Что во мне было, то во мне и есть.
А ты в своем нарядном, новом платье
Не замечаешь, как теряешь честь.
…Что ждет письмо, я этого не знаю.
Возможно, ты для практики прочтешь,
А может быть, конверта не вскрывая,
Ты бросишь в печь и спичкой подожжешь.
Сгорит конверт, листы и эти строки,
С золою пепел в мусор отнесешь…
Но ты не можешь быть такой жестокой,
И мне ответ, я верю, ты пришлешь!
Ниже – афоризм: «Если женщина отдала мужчине сердце, она отдаст ему и кошелек. Бальзак».
Ай да Бальзак!
13 марта 1967
Искусство – место встречи. Автора с предметом любви, духа с материей, правды с фантазией, линии карандаша с контуром тела, одного слова с другим и т. д. Встречи редки, неожиданны. От радости и удивления: «ты? – ты?» – обе стороны приходят в неистовство и всплескивают руками. Эти всплескивания мы принимаем как проявления художественности.
О писательстве трудно сказать что-то определенное. Это как любовь, которую носишь повсюду и заходишь в гости вдвоем.
В сказке о красоте и любви говорится: совсем не свой сделался. Нас тянет стать не своими. В этом суть.
Катон, по свидетельству Плутарха, сказал: «Душа влюбленного живет в чужом теле», и, хотя это было сказано, вероятно, в осудительном смысле, отсюда явствует, что любовь подразумевает всегда переход, размыкание собственной личности.
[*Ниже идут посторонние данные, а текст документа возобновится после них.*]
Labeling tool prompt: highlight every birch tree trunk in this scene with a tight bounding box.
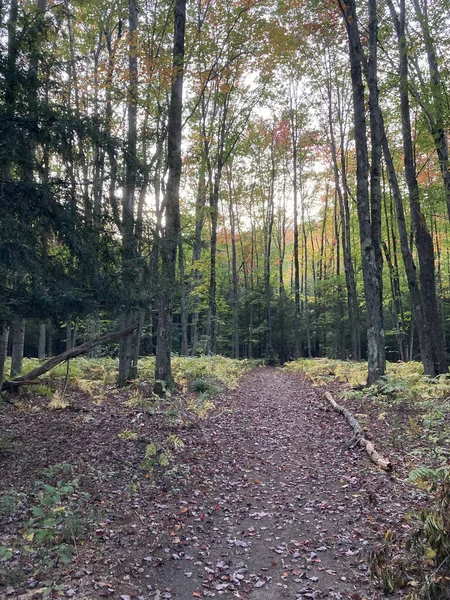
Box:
[155,0,186,394]
[117,0,138,386]
[0,325,9,390]
[387,0,448,375]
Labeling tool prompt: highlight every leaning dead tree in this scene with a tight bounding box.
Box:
[1,323,139,391]
[325,392,393,472]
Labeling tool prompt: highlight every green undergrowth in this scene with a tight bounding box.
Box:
[5,356,260,396]
[0,462,93,588]
[284,359,450,600]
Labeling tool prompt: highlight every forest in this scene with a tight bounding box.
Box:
[0,0,450,600]
[0,0,450,385]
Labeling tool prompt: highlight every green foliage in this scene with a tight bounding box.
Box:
[0,463,90,576]
[0,490,27,517]
[189,377,221,396]
[409,465,450,599]
[283,358,367,385]
[0,433,16,457]
[142,434,184,473]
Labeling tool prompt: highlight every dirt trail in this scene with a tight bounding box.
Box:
[0,368,415,600]
[145,369,395,600]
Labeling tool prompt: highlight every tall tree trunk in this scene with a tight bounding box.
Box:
[0,324,9,390]
[339,0,386,385]
[328,73,361,360]
[38,321,46,360]
[290,85,301,358]
[413,0,450,220]
[228,173,239,359]
[117,0,138,386]
[155,0,186,394]
[10,319,25,378]
[178,235,189,356]
[191,152,206,356]
[387,0,448,375]
[264,137,276,362]
[206,164,223,355]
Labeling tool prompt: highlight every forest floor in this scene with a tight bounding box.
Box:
[0,367,442,600]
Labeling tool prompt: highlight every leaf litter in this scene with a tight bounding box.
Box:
[0,368,428,600]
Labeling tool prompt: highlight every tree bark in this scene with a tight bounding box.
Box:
[387,0,448,375]
[117,0,138,386]
[155,0,186,394]
[339,0,386,385]
[10,319,25,377]
[38,321,46,361]
[0,325,9,390]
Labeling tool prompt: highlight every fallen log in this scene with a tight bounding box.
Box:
[1,323,138,391]
[325,391,393,473]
Без «я», к сожалению, не обойтись. Ядро. Закон и форма существования есмь точка отсчета, мера вещей, инстинкт продолжения вида, эгоизм, согласуясь с которым, всё до поры стоит на месте и остается собою. Любовь в это не верит и нарушает порядок мира ради его единства, взаимности. Любовь бесформенна, и она наводит мосты, мысля всякую вещь не по моему, но по твоему подобию.
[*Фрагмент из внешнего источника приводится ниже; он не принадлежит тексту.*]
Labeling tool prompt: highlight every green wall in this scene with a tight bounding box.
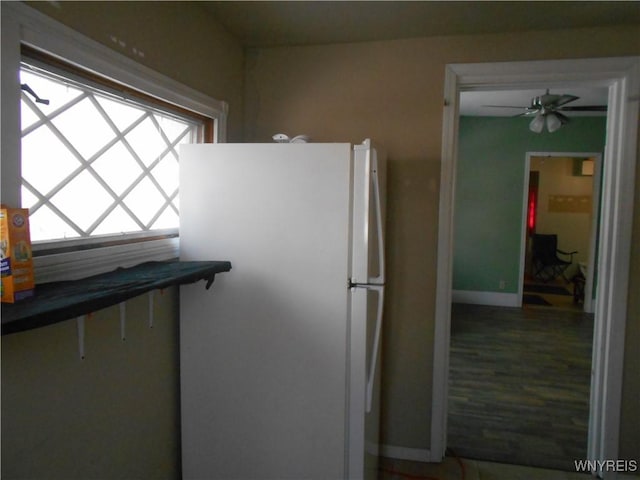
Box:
[453,117,606,293]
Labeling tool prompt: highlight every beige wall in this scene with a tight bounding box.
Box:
[531,157,594,270]
[245,27,640,458]
[2,2,640,478]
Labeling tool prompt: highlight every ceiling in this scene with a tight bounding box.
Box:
[202,0,640,47]
[202,0,640,116]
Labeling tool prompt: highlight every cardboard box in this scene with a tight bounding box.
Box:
[0,205,35,303]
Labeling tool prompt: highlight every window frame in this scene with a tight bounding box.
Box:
[0,2,228,283]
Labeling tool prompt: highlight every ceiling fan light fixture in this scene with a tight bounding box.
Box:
[529,113,544,133]
[547,113,562,133]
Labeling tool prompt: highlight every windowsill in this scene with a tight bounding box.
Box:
[2,261,231,335]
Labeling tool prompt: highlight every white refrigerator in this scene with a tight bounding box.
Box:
[180,140,386,480]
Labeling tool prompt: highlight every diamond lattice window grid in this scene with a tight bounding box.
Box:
[20,65,202,242]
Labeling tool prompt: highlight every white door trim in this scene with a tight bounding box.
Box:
[429,57,640,478]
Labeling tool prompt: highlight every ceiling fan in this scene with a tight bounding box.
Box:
[487,89,607,133]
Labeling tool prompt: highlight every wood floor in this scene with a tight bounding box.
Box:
[448,304,593,471]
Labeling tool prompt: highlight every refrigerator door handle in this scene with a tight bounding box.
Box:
[365,285,384,413]
[367,149,385,285]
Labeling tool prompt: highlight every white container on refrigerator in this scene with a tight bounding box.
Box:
[180,140,385,480]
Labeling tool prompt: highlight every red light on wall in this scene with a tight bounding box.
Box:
[527,189,538,235]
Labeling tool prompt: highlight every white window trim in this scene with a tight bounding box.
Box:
[0,2,228,283]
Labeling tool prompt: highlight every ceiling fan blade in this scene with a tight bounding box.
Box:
[551,95,580,107]
[483,105,529,110]
[558,105,607,112]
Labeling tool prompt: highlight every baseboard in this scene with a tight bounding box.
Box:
[380,445,433,462]
[451,290,521,307]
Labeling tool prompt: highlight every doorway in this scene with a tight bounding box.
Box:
[520,152,602,313]
[430,57,640,478]
[447,142,605,464]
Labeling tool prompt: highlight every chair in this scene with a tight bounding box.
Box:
[531,233,578,283]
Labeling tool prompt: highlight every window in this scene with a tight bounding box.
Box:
[0,2,228,283]
[20,57,205,243]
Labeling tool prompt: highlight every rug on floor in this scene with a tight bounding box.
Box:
[524,284,573,295]
[522,293,551,307]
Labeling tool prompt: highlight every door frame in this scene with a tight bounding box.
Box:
[429,57,640,478]
[518,152,602,313]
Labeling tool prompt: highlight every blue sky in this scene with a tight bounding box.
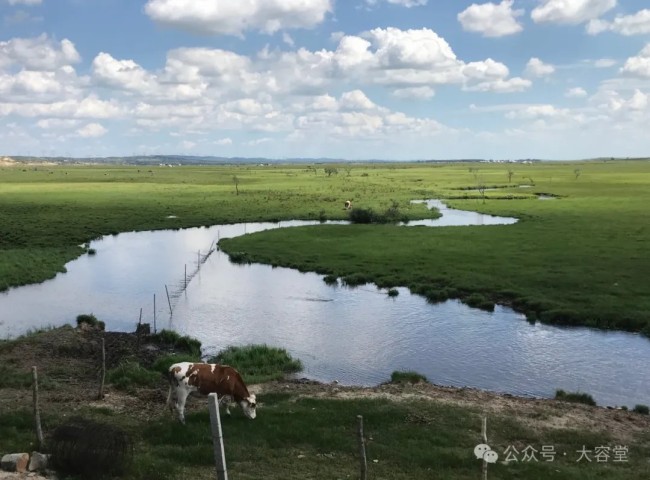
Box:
[0,0,650,160]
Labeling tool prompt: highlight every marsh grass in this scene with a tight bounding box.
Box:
[77,313,106,330]
[555,389,596,406]
[632,405,650,415]
[149,330,201,358]
[390,370,429,383]
[208,345,302,384]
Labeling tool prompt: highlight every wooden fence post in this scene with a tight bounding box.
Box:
[97,338,106,400]
[481,417,488,480]
[32,367,45,450]
[208,393,228,480]
[357,415,368,480]
[153,293,158,334]
[165,285,174,315]
[136,307,142,351]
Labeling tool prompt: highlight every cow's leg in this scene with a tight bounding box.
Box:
[219,395,232,415]
[165,384,174,413]
[176,388,190,424]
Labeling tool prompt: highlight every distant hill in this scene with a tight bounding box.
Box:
[0,155,541,166]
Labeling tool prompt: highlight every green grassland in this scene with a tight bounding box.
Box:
[0,161,650,334]
[0,326,650,480]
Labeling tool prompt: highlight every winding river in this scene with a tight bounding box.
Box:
[0,201,650,406]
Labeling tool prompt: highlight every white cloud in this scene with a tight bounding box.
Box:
[621,43,650,79]
[594,58,618,68]
[465,77,533,93]
[0,34,81,70]
[564,87,587,98]
[282,32,296,47]
[144,0,333,35]
[458,0,524,37]
[366,0,429,8]
[393,86,436,100]
[525,57,555,77]
[530,0,617,25]
[587,9,650,36]
[9,0,43,5]
[246,137,273,147]
[92,52,155,92]
[77,123,108,138]
[36,118,79,130]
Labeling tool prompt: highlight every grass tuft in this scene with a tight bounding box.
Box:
[390,370,429,383]
[632,405,650,415]
[208,345,302,383]
[555,389,596,406]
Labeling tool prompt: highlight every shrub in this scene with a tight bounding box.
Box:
[341,273,370,287]
[151,330,201,357]
[348,208,375,223]
[151,353,201,375]
[208,345,302,383]
[463,293,494,312]
[107,360,160,390]
[77,313,106,330]
[228,252,252,265]
[390,370,429,384]
[555,389,596,406]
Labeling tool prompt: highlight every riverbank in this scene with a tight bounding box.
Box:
[0,327,650,480]
[0,161,650,335]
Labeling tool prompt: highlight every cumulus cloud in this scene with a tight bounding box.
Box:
[458,0,524,37]
[594,58,617,68]
[144,0,333,35]
[393,86,436,100]
[77,123,108,138]
[9,0,43,5]
[587,9,650,36]
[564,87,587,98]
[366,0,429,8]
[530,0,617,25]
[621,43,650,79]
[0,34,81,70]
[525,57,555,77]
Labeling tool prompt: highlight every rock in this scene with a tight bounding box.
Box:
[27,452,50,472]
[0,453,29,473]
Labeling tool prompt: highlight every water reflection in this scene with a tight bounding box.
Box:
[0,203,650,406]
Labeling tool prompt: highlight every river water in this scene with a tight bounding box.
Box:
[0,201,650,406]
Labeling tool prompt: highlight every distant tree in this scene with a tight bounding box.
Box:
[232,175,239,195]
[476,178,486,203]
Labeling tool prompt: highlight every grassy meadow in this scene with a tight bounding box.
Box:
[0,326,650,480]
[0,161,650,334]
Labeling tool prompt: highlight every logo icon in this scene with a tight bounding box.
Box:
[474,443,499,463]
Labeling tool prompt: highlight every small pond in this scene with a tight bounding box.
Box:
[0,203,650,406]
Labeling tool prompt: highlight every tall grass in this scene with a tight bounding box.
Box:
[208,345,302,383]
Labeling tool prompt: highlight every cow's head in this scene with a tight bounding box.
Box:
[239,393,257,420]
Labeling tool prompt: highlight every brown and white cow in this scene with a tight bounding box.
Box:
[167,362,257,423]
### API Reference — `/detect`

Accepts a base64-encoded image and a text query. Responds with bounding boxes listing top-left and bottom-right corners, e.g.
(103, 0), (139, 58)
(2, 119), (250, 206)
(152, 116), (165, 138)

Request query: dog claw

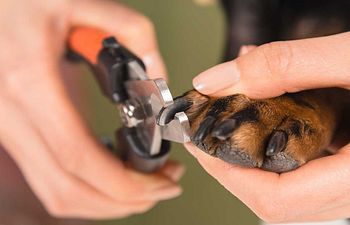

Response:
(193, 116), (215, 142)
(211, 119), (238, 141)
(265, 131), (288, 156)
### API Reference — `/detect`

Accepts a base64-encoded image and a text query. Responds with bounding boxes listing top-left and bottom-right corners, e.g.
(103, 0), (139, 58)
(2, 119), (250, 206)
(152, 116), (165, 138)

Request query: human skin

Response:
(185, 32), (350, 223)
(0, 0), (184, 219)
– Этот кофе уже потерял свое «я».
«Я» исключительно, «я» всегда исключительно – по типу исключенного третьего: есть ты да я. Сообщает как величайшее чудо:
– В детстве мне казалось, что я никогда не умру!..
И думает, что только ему, ему одному, в порядке исключения, было даровано это сознание и – кто знает? – быть может, предвестие, намек или тень надежды… Но от снисходительной жалости вначале: чудак, да ведь это же всем казалось, особенно в детстве! – мы переходим к догадке, что ощущение это верно в зерне и действительно с ним одним был заключен союз, дана гарантия: не умрешь. Каждый бессознательно носит в душе подобный урок, заканчивающийся в сказке исполнением обещанного.
– И ты был когда-то «Я»!..
Перед расстрелом или побегом думают, что уцелеют, что пуля пройдет мимо. Навылет. Он говорил: для таких не бывает конца, но есть дверь: она откроется в последний момент: не убит, но – спасен.
(Почему-то все-таки просил стрелять не в лицо: выстрел в лицо – последняя смерть, безвыходная – выход души – лицо?)
Возможно, минута сверхъестественного напряжения, в какую «видят всё», отмыкает замок как ключом, и дверь открывается – ровно по мерке, по форме тела, – куда человек, не успев умереть, уходит… Я – дверь.
(Другой случай, обратный: перед казнью себя ослепил – чтобы не видеть смерти, как под одеялом укрылся, либо как тот мальчишка уцепился, когда уводили, за ногу такого же смертника: – Дяденька Шота, не отдавайте! – Тот потом рассказал…)
– Я не хотел жить, когда впервые услышал о смерти.
– Тринадцать раз я в него стрелял. В упор. Но так его, значит, Господь оберегал, что он встал и ушел.
– Господь устраняет меня из любви ко мне, я подумал.
Чтобы я лишнего не нагрешил.
(Перед расстрелом)
Колдун посмотрел на воду и говорит:
– Будет жить… Но лучше б его Господь прибрал.
Разговоры о вероятном этапе. Старик:
– Да я уже, милок, о другом маршруте думаю.
– Дал простор фантазии, написав на запретке: «Не бойтесь смерти».
Предположим, встречный рассказывает о расстреле, и весь ход изложения заставляет подозревать, что это его расстреляли, но он, недосказав, уходит как ни в чем не бывало, оставляя вас теряться в догадках, с кем же вы разговаривали.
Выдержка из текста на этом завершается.